You know how I have strange feelings toward some colours.
Some feelings are easy to interpret. Like the feeling I get when I wear pink or red. All confidence and blushing cheeks and twinkling eyes and light hearted laughter and completeness.
But other colour feelings are a little trickier to interpret.
I have had a long held feud with the colour blue that I am slowly rectifying and making amends for with me dabbling in some delightful blue shades of late, and absolutely loving.

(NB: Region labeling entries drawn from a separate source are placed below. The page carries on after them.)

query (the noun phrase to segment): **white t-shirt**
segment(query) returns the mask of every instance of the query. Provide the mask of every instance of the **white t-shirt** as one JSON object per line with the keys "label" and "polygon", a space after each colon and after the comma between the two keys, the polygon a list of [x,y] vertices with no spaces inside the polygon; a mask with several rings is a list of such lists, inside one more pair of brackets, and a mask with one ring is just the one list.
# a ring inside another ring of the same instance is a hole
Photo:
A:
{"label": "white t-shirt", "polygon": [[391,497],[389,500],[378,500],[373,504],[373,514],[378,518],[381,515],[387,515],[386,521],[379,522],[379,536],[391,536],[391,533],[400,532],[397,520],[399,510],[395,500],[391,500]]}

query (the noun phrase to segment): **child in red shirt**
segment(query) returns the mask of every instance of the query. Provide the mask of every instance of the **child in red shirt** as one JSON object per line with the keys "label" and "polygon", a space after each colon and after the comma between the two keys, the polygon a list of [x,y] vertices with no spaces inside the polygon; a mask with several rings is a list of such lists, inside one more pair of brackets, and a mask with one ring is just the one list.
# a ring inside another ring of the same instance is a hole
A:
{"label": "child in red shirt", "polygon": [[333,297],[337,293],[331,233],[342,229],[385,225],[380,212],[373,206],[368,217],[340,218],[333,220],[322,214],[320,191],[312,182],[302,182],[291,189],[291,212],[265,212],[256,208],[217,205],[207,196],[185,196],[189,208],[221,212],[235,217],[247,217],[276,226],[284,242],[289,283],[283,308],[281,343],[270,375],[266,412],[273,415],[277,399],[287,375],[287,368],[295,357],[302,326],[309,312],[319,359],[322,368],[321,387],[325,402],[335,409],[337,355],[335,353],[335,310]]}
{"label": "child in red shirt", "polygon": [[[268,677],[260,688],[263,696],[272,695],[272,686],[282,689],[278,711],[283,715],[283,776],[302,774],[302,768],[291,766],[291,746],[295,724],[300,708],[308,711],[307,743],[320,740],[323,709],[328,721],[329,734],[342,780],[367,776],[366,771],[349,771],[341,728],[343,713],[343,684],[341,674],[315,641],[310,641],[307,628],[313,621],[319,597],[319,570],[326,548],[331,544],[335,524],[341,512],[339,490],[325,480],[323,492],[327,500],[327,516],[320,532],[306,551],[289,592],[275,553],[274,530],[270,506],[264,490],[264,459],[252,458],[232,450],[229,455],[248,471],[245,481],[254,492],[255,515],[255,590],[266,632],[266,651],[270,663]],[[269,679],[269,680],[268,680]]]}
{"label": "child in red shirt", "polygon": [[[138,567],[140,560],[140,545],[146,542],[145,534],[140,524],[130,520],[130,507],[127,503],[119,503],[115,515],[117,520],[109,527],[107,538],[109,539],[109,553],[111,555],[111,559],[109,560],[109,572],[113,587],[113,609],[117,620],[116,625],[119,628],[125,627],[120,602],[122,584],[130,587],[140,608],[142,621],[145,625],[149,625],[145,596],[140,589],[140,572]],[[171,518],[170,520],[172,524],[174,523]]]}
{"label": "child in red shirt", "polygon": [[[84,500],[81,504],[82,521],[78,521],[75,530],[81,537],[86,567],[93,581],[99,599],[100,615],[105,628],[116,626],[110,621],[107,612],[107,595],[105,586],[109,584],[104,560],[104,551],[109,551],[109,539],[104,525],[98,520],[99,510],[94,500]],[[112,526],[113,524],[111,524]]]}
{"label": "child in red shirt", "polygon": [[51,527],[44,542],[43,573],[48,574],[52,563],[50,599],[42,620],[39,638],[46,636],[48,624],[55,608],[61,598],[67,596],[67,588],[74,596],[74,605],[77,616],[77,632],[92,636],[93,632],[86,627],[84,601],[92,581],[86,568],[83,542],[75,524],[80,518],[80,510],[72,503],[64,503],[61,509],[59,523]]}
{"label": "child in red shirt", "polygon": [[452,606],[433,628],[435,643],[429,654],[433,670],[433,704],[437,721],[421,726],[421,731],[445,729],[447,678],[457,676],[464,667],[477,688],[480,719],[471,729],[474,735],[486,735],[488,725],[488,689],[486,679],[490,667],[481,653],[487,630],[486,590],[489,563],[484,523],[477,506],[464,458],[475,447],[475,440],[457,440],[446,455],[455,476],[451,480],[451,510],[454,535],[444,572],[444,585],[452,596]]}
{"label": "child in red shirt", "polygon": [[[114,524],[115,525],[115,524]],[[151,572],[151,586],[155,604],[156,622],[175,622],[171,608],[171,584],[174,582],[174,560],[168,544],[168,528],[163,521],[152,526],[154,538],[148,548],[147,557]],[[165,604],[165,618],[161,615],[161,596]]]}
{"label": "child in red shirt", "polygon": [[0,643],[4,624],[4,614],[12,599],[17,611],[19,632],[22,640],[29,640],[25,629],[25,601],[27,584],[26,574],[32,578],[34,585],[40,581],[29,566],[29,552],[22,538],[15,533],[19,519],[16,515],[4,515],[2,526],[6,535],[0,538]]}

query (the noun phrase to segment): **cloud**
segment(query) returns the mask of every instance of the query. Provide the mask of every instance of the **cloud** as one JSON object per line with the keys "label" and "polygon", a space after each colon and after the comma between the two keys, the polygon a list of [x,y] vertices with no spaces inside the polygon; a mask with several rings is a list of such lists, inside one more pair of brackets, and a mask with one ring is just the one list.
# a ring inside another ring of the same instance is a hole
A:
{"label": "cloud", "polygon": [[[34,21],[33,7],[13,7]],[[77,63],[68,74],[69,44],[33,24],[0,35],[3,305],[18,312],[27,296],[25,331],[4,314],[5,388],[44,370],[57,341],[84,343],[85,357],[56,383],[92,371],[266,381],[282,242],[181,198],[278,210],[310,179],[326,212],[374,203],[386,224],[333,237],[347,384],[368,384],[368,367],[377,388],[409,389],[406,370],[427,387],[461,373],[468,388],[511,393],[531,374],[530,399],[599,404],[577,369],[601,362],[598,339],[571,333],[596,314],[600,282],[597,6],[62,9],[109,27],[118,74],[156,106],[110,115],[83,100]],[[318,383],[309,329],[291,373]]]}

And I have a lifelong issue with brown. Its not that I don't like brown on other people. I do. I really do. And I envy their ability to wear the colour. But I think the crux of my brown abhorrence is that with my brownish hair, and brownish eyes if I actually wore brown I would turn into some sort of forgettable, fugly piece of 70's brown corduroy furniture. And who wants that?
So I stupidly steered clear of all things brown (even when I sooooo wanted those awesome tan boots!) because "I DO NOT WEAR BROWN".
And then a little while go I saw this dress for a couple of coins at the op shop. And yes it is most definitely brown. A rusty red brown with a cream pattern dancing across it, but still brown. But it was also such a lovely, easy style with sheer material, full skirt and comfy elastic waist to make it perfect for the heat wave we are enduring at the moment (sorry to all those snowed in, freezing-their-butts-off people across the globe!). But surely I could not wear brown. Could I?
But I DID buy the dress! Sure, it languished for a while in the wardrobe, but then I gathered all my courage, threw away my silly preconceived ideas and rules about brown and I did it.
I wore it!
I can't say that I wasn't self conscious in this outfit. I was. I was pretty sure I heard a man whisper " mumble, mumble, brown, mumble." And all heard was, "Damn she looks like a bad piece of old doctors waiting room furniture!" But the point is I wore the frock, and I will wear it again. Because it is good to challenge ourselves and get out of our comfort zone ruts .And it really is a lovely shade. For brown.
My brown frock gave me the chance to use my cool vintage basket bag that hardly ever gets to play outside.
So there you go, breaking the rules, being a huge brown rebel and revelling in my devil-may-care attitude. Who would have though I had it in me!
Do you have clothes rules? Have you ever broken your own rules?